Dario Savino Doronzo – Pietro Gallo, Reimagining Opera
Di adattamenti operistici in chiave jazz ne abbiamo ascoltati, ma l’album a quattro mani di Dario Savino Doronzo (flicorno) e Pietro Gallo (piano) stupisce per delicatezza ed eleganza. I due lavorano di sottrazione in un campo nel quale una nota in più rappresenterebbe fallo da espulsione. L’accoppiata non teme il confronto con Giuseppe Verdi (l’Ouverture di «Otello») o l’eseguitissimo «Nessun dorma» di Giacomo Puccini.
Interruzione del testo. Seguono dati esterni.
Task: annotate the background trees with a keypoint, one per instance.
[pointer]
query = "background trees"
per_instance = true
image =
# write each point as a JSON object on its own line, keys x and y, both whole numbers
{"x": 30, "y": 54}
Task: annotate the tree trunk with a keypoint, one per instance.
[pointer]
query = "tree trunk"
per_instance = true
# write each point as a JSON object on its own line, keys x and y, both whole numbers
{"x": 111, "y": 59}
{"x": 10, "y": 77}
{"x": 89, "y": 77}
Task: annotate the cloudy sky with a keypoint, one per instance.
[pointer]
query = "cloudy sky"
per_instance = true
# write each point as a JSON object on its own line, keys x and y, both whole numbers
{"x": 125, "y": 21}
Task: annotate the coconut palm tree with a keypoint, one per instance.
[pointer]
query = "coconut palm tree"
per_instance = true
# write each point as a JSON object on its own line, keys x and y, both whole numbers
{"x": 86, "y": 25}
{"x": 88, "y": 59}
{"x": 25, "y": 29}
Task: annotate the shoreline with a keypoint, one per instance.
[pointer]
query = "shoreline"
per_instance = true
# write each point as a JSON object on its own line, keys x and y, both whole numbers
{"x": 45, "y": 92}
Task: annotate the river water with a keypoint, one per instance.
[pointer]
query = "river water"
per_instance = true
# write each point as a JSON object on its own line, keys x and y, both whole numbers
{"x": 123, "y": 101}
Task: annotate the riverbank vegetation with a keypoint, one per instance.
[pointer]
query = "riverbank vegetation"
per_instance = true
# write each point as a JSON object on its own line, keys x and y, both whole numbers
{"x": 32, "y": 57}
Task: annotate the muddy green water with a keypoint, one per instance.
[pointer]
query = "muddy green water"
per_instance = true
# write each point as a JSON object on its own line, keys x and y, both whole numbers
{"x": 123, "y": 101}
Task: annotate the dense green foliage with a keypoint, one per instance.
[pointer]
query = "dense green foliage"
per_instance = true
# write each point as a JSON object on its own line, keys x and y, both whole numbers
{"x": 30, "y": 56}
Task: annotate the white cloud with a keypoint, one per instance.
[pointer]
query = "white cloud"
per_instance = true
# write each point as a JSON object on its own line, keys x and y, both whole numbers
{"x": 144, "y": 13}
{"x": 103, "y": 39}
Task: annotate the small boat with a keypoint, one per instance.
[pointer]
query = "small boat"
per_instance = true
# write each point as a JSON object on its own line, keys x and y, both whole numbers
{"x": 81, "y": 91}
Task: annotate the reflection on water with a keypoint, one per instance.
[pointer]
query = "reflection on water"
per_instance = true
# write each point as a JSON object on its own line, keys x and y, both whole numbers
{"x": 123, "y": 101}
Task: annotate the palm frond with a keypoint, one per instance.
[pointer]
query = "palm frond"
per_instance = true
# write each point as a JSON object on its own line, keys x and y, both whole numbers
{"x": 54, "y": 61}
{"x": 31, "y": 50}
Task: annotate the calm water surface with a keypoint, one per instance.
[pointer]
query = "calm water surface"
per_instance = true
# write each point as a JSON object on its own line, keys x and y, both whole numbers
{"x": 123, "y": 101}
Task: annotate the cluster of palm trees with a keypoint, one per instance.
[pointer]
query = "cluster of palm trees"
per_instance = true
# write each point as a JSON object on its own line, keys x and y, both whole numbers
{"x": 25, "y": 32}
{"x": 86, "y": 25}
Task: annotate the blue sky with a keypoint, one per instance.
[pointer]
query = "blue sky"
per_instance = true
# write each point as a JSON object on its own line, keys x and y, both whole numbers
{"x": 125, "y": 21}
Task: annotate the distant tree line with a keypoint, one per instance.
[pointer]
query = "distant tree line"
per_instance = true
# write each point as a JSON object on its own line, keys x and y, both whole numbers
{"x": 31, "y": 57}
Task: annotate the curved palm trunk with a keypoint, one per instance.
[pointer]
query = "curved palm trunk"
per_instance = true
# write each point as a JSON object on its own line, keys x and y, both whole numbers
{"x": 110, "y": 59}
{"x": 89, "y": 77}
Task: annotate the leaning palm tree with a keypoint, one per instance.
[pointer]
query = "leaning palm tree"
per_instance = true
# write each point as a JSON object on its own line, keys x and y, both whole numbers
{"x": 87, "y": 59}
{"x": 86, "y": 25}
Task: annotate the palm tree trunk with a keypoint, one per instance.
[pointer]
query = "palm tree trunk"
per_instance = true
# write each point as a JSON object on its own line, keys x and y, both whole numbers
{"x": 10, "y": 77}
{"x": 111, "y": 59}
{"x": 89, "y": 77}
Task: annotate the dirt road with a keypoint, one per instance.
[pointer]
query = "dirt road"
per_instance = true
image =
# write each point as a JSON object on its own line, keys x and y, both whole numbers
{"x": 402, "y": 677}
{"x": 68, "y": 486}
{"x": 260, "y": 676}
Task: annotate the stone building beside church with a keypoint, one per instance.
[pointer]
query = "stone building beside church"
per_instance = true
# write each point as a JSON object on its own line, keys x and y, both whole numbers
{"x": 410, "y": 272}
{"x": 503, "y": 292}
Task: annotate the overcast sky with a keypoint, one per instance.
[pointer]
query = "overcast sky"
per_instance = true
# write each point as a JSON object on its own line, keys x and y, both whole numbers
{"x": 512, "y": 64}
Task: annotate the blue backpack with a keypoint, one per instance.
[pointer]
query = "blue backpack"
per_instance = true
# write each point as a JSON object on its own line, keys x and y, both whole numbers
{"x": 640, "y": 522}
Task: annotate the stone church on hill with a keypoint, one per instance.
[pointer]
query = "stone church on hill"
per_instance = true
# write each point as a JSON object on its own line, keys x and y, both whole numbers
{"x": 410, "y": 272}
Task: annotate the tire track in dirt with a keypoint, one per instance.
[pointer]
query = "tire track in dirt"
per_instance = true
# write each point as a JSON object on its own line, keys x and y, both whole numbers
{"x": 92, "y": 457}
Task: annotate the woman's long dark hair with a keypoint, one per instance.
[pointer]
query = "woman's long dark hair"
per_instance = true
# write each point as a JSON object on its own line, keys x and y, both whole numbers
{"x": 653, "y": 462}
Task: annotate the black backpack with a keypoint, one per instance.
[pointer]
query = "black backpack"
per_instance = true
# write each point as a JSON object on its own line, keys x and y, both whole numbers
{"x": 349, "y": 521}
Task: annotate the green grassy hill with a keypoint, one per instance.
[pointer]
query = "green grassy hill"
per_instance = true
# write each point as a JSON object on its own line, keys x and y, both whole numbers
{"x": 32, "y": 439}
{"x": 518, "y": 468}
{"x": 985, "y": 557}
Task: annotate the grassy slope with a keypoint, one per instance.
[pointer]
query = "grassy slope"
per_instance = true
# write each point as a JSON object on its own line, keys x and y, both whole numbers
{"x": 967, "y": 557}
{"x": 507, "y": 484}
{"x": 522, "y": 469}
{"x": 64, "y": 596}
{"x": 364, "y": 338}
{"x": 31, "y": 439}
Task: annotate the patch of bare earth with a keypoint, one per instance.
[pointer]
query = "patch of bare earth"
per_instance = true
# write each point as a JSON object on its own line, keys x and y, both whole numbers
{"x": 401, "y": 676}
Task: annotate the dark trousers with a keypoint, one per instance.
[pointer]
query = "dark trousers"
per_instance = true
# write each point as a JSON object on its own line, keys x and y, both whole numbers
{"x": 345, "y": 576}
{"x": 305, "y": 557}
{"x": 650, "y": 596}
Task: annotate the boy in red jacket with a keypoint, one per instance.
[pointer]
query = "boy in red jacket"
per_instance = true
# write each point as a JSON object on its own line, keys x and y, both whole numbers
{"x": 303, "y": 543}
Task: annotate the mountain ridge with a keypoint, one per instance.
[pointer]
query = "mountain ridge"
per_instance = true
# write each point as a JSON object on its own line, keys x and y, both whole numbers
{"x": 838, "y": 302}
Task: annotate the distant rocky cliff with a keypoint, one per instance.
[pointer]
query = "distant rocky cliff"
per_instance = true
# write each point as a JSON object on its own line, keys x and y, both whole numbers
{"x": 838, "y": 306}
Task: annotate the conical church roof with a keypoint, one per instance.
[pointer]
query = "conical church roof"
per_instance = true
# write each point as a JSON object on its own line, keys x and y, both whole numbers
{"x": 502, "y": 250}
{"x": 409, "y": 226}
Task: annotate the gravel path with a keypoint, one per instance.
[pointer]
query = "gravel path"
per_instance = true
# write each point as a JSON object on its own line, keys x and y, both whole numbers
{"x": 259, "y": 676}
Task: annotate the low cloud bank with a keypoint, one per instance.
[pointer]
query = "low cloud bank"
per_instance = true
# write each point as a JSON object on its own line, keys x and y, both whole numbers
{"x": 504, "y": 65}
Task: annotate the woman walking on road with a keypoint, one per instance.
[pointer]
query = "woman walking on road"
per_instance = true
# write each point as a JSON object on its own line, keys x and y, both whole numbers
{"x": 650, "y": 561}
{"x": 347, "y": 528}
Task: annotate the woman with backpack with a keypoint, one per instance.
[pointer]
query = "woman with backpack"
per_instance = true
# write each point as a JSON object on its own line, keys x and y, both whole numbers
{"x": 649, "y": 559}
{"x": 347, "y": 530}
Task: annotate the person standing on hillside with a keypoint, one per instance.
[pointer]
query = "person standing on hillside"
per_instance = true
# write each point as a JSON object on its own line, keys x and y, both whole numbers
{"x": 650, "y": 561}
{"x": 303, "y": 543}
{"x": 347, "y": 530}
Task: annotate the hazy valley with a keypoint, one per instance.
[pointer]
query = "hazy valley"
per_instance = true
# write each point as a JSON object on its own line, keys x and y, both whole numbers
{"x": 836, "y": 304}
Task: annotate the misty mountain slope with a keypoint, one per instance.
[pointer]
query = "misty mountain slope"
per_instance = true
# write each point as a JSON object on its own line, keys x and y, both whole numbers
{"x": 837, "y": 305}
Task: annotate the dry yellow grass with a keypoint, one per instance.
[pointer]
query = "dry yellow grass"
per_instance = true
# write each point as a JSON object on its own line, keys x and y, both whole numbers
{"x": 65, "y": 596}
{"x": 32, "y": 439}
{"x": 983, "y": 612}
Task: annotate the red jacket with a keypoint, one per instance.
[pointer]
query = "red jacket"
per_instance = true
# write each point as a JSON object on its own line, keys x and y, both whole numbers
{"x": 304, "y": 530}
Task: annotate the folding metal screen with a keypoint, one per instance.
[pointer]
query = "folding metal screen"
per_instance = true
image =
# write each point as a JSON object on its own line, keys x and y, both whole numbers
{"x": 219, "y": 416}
Sul «Sì dolce è ’l tormento» di Monteverdi spunta poi un cult assoluto: il serpentone di Michel Godard, guest del disco. Per palati fini.

Manodedios, Miracolo italiano
Momento di alleggerimento finale. «Miracolo italiano» è un album di funky strumentale con innesti elettronici che fa del groove la propria ragion d’essere. Pezzi come «La Mano de Dios» e «Penne e paglia» non avrebbero sfigurato nella colonna sonora di qualche poliziottesco anni Settanta. Operazione animata da una sottile ironia di fondo. Chi ha dubbi a riguardo, si ascolti «Miracolo italiano» con il celebre discorso di Silvio Berlusconi che si trasforma in una samba. Tutti in pista a ballare!